Donnerstag, 24.05.2012
Technische Lösung für Futtermittelimporte ab Mitte Juli
Brüssel - Futtermittelimporte dürfen bald mit Spuren von in der EU nicht zugelassenen gentechnisch veränderten Organismen verunreinigt sein, ohne dass die Verkehrsfähigkeit der Ware beeinträchtigt wird.
Der November-Termin der Sojabohne gewann zuletzt 19,2 Cent je Bushel.
© Christian Mühlhausen / www.landpixel.de
Die Europäische Kommission hat am vergangenen Freitag eine Verordnung angenommen, die eine zulässige Vermischung von bis zu 0,1 Prozent plus einer Fehlertoleranz vorsieht. Die Brüsseler Behörde bezeichnet dies als "technische Null", die dem geringsten Niveau entspreche, das vom zuständigen EU-Referenzlabor für die Bewertung quantitativer Methoden vorgesehen sei.

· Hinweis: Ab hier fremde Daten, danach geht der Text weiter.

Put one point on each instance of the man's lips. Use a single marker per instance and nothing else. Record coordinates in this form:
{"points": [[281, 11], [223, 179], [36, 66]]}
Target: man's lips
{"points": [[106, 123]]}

Lange geforderter Schritt von Mischfutterherstellern
Weil gentechnisch veränderte Organismen (GVO) in anderen Teilen der Welt deutlich schneller zugelassen werden als
in Europa, steigt das Risiko, dass Lieferungen aus Übersee geringfügig
mit solcher Ware verunreinigt sind. Aufgrund der bislang bestehenden
absoluten Nulltoleranzpolitik der EU durften Schiffsladungen im Falle
eines Fundes nicht gelöscht werden.
Futtermittelhersteller hatten immer
wieder darauf verwiesen, dass dadurch die Eiweißversorgung der
EU-Tierproduktion in Gefahr sei, weil zumindest ein Teil der Warenströme
deswegen einen Bogen um Europa mache. Allerdings ist die Regelung auf
solche GVO beschränkt, für die in Europa zumindest der Antrag auf
Erstzulassung gestellt wurde beziehungsweise die auf eine
Wiederzulassung warten.
Nach Angaben der Kommission importierte die EU
im Wirtschaftsjahr 2008/09 rund 4 Millionen Tonnen Maisprodukte und 33 Millionen Tonnen
Sojaschrotäquivalente, hauptsächlich aus Argentinien, Brasilien und den
USA.
Europaparlament focht Entwurf nicht an
In Kraft tritt die jetzt verabschiedete Verordnung am 20. Tag nach
ihrer Veröffentlichung, die Anfang dieser Woche erfolgen dürfte. Die
EU-Mitgliedstaaten hatten der Regelung bereits im Februar zugestimmt.
Das Europaparlament hatte daraufhin drei Monate Zeit, den Entwurf
anzufechten, diese Frist aber verstreichen lassen.